Josh: I bet you were feeling pretty good at that moment, winning the ISA Worlds with a buzzer-beater after being in a combo situation for most of the final.
Zane Schweitzer: It is crazy how things like an ISA World SUP Surfing title can be decided by the little things that go into your preparation, but also by those little moments when you are really tested mentally to stay strong. They say, “Success comes when preparation meets opportunity”. I don’t think I could have caught that wave and won that heat if I hadn’t been confident in myself, and relentless in pursing my dream that I have been visualizing for so long.
Josh: Wish I could have been in Fiji to celebrate your win with you, bro! How was the closing, the ceremonies and afterparty?
Zane Schweitzer: Epic! It was awesome hearing all the different languages being spoken. I did some crowd surfing, had some rowdy fun with the Aussies, tore it up on the dance floor with the Brazilians, did backflips with some of the Peruvian team. The Japanese went ham on the dance floor, everyone was having fun and dancing. It was an epic way to wrap up a great event.

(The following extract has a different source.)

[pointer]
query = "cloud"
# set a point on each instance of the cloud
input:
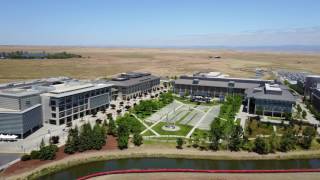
(264, 37)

Josh: Nice, so you’re back on Maui now. What you are your plans for the rest of the year and 2017? What events are you going to be focusing on next year?
Zane Schweitzer: The biggest event I’ll be focusing on for 2017 is definitely the Ultimate Waterman Invitational, which isn’t until April so for now I’m just going to enjoy being back on Maui, hang with my family and friends, surf, and then begin the training for the Ultimate Waterman Invitational. I’ll be training a lot on the surf-ski, prone, and outrigger canoe as well as the SUP of course, because it is a multi-discipline competition which makes this a really fun event to train for. I’ll definitely be doing the Standup World Tour and Race series next year, as well as some fun projects and environmental projects with Starboard, Sustainable surf, Water-tech, and Parley. I’m sure I’ll do some free kids clinic on Maui when I’m home and around the world… Basically, I strive for excellence and just keep trying to spread the love.